Profiles of principals: Dennis Nguyen has served as our Chairman of the Board and Chief Executive Officer since our inception. Mr. Nguyen is co-chairman of NAP, a Shanghai and Hong Kong-based investment firm which he co-founded in December 2002 and which is focused on assisting Chinese companies access the international capital markets, principally by providing equity capital and corporate finance advisory services. Mr. Nguyen also serves as co-chairman of New Asia Partners Capital Management Limited, a private equity fund management company formed by NAP. Since May 2006, he has served as a director of Wuyi International Pharmaceutical Co. Limited, a Fujian-based pharmaceutical company listed on the Hong Kong Stock Exchange (HKSE:1889.HK). Since December 2005, Mr. Nguyen has been the vice chairman of China Huiyin Group Limited, a Jiangsu-based household appliance and consumer electronics retail chain store operator. Mr. Nguyen was formerly a director of Sino Environmental Technology Group Limited, a Fujian-based environmental waste management company listed on the Singapore Stock Exchange (SGX:Y62.SI), and M Dream China Holdings Limited, a leading mobile games software developer in China. From April 2002 to October 2002, he served as vice president of Daiwa Securities SMBC, where he was responsible for all Greater China investment banking activities. From October 1999 to March 2002, he was associate director-equity capital markets of Credit Agricole Indosuez, where he was responsible for the Taiwan and Hong Kong markets, and from 1998 to 1999, he was manager in the mergers and acquisitions department of Citigroup Inc. Mr. Nguyen holds a Juris Doctor degree from the University of Minnesota Law School and a double bachelor of arts degree in economics and Chinese literature from the University of California. Mr. Nguyen is pursuing a Joint Master of Arts-International Studies at Johns Hopkins University/Nanjing University. Mr. Nguyen is a member of the Johns Hopkins University Advisory Council.
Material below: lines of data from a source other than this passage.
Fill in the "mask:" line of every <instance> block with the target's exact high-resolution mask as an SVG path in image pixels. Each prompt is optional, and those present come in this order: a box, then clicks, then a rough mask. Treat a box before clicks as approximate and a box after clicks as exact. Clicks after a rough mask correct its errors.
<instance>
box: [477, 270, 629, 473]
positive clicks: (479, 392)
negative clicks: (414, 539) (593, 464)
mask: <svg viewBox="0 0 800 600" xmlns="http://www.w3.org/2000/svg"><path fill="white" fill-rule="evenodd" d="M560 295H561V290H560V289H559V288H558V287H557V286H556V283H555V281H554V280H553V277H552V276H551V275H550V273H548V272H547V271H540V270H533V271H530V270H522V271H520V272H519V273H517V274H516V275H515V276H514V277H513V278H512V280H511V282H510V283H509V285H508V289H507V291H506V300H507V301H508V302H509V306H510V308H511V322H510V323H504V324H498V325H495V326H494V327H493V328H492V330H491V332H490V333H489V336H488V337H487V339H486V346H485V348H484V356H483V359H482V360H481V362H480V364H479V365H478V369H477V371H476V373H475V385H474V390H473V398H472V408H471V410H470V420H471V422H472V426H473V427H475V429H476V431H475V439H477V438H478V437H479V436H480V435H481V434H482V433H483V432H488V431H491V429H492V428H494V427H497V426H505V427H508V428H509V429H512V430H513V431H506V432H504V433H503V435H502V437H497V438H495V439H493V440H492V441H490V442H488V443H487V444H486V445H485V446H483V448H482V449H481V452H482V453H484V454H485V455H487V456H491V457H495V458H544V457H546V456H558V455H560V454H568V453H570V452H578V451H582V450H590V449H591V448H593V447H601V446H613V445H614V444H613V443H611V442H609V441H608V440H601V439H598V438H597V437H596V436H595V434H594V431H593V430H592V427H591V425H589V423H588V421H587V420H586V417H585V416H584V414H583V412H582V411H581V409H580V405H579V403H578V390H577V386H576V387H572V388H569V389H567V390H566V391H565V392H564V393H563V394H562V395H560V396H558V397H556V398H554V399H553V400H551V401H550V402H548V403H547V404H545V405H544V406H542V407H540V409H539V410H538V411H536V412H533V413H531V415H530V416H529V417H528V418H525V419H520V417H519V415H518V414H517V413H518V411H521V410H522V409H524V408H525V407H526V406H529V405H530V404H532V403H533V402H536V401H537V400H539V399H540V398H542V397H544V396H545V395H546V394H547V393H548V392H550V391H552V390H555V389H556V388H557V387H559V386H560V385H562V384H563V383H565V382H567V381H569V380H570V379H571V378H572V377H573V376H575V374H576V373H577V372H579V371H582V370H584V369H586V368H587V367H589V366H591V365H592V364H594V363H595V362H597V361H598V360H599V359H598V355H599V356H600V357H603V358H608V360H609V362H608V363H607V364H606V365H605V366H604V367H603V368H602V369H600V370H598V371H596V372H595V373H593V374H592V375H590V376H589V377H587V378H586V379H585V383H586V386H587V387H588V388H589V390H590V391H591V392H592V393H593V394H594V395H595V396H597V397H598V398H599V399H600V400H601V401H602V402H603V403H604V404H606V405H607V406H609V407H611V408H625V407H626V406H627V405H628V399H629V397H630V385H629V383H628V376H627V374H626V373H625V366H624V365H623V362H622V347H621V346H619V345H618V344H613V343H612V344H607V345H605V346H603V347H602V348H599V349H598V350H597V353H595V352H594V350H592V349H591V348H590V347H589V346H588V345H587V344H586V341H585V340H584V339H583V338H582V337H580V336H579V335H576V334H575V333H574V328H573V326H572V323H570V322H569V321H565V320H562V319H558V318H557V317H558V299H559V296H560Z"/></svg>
Elliot P. Friedman has served as our Vice Chairman since our inception. Since October 2007, Mr. Friedman has served as chief executive officer and a director of Capital TEN Acquisition Corp., a blank check company seeking to complete a business combination. Since May 2007, he has served as co-manager of Capital TEN Partners, LLC. From 2004 to 2007, Mr. Friedman served as chief executive officer of Loyalty China LLC, a company he founded that provides customer relations management software and related marketing services to large companies based in China. From 2000 to 2003, Mr. Friedman served as chief executive officer of eChinaCash Inc., a company he founded that provided customer relations management software and related marketing services to SinoPEC, China’s largest retailer of petroleum products with 30,000 gas stations. In 1995, Mr. Friedman founded PharmaPrint, a pharmaceutical and over-the-counter drug producer that undertook its initial public offering in 1996, and served as its chief executive officer through September 1999. In 1991, Mr. Friedman founded BioTek solutions and served as its chief executive officer until 1995. In 2003, Mr. Friedman received a license as a China Foreign Expert from the People’s Republic of China’s central government. Mr. Friedman received a B.A. from the University of Pennsylvania and an M.B.A. from the Massachusetts Institute of Technology.